גיין צום אינהאַלט
Zakhor
1290 – 1294 · Trani, Pouilles

Les neofiti

Un roi ordonne le baptême de tous les Juifs de son royaume. Sept siècles plus tard, leurs descendants rouvrent la synagogue devenue église.

באַגרינדעטPouillesConversion forcéeCrypto-judaïsmeTrani

Les Pouilles, talon de la botte italienne, abritaient une des plus anciennes présences juives d'Europe occidentale — antérieure au christianisme, prospère au Moyen Âge, réputée pour ses écoles. Un dicton rabbinique disait que la Loi sortait de Bari et la parole du Seigneur d'Otrante.
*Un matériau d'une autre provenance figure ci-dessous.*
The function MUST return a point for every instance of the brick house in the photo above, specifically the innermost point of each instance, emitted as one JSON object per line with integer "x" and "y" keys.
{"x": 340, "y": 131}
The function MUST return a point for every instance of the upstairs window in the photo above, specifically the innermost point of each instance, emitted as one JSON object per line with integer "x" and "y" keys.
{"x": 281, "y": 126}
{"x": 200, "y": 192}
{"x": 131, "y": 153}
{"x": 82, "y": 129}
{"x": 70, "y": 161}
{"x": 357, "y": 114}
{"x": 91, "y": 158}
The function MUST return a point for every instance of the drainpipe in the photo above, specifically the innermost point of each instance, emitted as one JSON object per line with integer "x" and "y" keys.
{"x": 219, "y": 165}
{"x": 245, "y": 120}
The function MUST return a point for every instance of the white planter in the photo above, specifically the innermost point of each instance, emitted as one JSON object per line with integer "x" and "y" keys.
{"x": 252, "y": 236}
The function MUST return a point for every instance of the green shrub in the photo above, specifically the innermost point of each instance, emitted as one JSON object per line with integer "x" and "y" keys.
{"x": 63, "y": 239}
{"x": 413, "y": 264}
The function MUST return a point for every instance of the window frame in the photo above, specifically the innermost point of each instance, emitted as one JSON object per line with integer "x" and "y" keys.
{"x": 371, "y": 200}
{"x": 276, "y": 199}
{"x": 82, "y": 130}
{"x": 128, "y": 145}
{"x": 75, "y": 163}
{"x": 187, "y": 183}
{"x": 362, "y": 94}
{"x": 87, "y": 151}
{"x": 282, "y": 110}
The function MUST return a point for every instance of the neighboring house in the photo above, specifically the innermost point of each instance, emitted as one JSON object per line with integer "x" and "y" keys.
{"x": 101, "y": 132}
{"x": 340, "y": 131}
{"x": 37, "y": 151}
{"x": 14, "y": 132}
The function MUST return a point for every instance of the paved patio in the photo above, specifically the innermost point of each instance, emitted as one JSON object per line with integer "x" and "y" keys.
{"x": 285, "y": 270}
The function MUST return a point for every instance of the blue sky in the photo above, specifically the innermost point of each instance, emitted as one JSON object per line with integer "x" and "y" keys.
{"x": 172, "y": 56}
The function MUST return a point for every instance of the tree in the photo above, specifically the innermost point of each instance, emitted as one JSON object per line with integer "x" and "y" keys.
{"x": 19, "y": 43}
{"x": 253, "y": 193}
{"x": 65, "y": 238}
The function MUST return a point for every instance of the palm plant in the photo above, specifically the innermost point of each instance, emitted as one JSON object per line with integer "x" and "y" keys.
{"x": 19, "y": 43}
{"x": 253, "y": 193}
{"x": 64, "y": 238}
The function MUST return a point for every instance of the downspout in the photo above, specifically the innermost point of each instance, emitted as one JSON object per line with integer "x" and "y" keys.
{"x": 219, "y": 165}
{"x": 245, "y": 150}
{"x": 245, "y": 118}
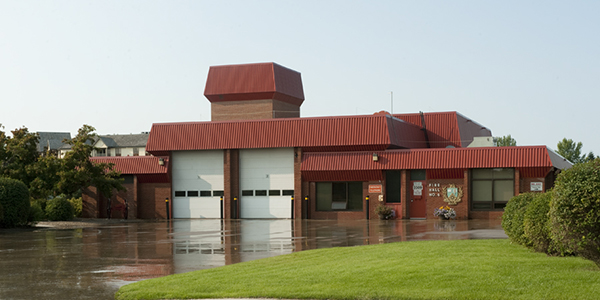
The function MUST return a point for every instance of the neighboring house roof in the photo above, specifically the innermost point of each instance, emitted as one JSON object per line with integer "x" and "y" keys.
{"x": 147, "y": 168}
{"x": 122, "y": 140}
{"x": 447, "y": 128}
{"x": 456, "y": 158}
{"x": 51, "y": 140}
{"x": 254, "y": 82}
{"x": 344, "y": 133}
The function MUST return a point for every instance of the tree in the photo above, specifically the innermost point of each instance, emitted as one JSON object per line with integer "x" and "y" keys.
{"x": 505, "y": 141}
{"x": 572, "y": 151}
{"x": 79, "y": 172}
{"x": 575, "y": 210}
{"x": 18, "y": 154}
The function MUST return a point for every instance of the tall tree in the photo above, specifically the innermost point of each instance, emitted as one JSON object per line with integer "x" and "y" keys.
{"x": 79, "y": 172}
{"x": 18, "y": 153}
{"x": 505, "y": 141}
{"x": 572, "y": 151}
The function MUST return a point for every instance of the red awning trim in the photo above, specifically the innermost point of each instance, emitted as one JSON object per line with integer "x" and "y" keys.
{"x": 452, "y": 158}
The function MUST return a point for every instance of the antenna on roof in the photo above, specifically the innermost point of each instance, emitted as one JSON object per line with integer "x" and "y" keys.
{"x": 392, "y": 100}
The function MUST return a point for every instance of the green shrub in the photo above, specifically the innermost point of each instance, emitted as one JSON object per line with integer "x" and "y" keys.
{"x": 77, "y": 206}
{"x": 575, "y": 210}
{"x": 36, "y": 212}
{"x": 536, "y": 224}
{"x": 512, "y": 219}
{"x": 59, "y": 209}
{"x": 14, "y": 199}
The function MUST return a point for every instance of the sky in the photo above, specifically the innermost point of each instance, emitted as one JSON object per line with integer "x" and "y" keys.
{"x": 530, "y": 69}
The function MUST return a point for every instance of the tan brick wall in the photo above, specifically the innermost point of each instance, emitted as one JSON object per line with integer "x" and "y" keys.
{"x": 253, "y": 110}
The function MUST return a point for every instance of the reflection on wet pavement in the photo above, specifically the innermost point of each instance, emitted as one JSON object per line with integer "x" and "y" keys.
{"x": 93, "y": 262}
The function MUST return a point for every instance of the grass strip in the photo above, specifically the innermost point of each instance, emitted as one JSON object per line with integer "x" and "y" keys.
{"x": 458, "y": 269}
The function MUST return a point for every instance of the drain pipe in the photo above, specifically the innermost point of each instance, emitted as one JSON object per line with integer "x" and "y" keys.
{"x": 367, "y": 198}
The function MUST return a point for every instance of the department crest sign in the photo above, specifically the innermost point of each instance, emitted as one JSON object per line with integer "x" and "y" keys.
{"x": 452, "y": 194}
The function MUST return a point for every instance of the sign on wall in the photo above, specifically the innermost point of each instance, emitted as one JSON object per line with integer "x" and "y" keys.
{"x": 375, "y": 188}
{"x": 537, "y": 187}
{"x": 417, "y": 188}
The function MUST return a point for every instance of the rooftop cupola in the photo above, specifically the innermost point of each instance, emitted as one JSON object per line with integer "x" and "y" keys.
{"x": 253, "y": 91}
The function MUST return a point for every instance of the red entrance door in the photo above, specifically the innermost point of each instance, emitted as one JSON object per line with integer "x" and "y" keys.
{"x": 418, "y": 201}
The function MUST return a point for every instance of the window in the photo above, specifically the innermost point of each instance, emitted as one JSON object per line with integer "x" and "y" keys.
{"x": 418, "y": 175}
{"x": 392, "y": 186}
{"x": 127, "y": 179}
{"x": 332, "y": 196}
{"x": 492, "y": 188}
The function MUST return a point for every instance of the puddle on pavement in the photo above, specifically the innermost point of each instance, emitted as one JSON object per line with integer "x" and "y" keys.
{"x": 93, "y": 262}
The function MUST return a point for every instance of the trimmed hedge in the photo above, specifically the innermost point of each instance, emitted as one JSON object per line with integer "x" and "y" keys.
{"x": 536, "y": 224}
{"x": 512, "y": 219}
{"x": 575, "y": 210}
{"x": 59, "y": 209}
{"x": 77, "y": 204}
{"x": 14, "y": 203}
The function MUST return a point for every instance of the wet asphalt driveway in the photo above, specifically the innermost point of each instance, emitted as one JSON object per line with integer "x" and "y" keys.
{"x": 91, "y": 259}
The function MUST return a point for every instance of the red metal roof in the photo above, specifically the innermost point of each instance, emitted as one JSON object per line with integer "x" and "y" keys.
{"x": 135, "y": 165}
{"x": 254, "y": 82}
{"x": 453, "y": 158}
{"x": 447, "y": 128}
{"x": 345, "y": 133}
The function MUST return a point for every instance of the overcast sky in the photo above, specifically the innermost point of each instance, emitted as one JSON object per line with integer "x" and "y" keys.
{"x": 526, "y": 68}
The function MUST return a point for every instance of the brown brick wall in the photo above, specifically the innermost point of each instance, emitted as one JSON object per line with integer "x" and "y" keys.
{"x": 298, "y": 199}
{"x": 526, "y": 184}
{"x": 253, "y": 110}
{"x": 151, "y": 202}
{"x": 231, "y": 175}
{"x": 90, "y": 203}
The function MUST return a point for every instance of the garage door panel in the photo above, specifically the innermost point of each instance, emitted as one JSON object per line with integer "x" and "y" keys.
{"x": 196, "y": 171}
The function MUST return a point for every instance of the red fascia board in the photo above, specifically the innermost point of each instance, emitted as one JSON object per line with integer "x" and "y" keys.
{"x": 349, "y": 131}
{"x": 135, "y": 165}
{"x": 452, "y": 158}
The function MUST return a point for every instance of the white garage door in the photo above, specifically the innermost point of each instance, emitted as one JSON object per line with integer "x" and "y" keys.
{"x": 266, "y": 183}
{"x": 197, "y": 183}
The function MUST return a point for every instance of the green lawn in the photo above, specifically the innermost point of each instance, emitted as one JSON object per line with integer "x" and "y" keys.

Trani, port sur l'Adriatique, en était un des centres. On y bâtit au XIIIᵉ siècle plusieurs synagogues, dont la Scolanova, élevée vers 1240.

L'ordre de Charles II

Entre 1290 et 1294, Charles II d'Anjou, roi de Naples, ordonne le baptême de tous les Juifs de son royaume.

À Trani, trois cent dix personnes reçoivent le baptême forcé. La communauté juive des Pouilles est anéantie comme communauté déclarée.

Les synagogues sont converties en églises. La Scolanova devient un lieu de culte chrétien vers 1380 ; la Scolagrande était déjà devenue une église quelques années après les conversions.

Une catégorie inventée pour eux

Les convertis ne sont pas absorbés dans la population chrétienne. On les range dans une catégorie à part : christiani novelli, neofiti — les nouveaux chrétiens.

Ce statut se transmet aux enfants et aux petits-enfants. Ils restent identifiables, imposables à part, périodiquement soupçonnés et examinés sur la sincérité de leur foi.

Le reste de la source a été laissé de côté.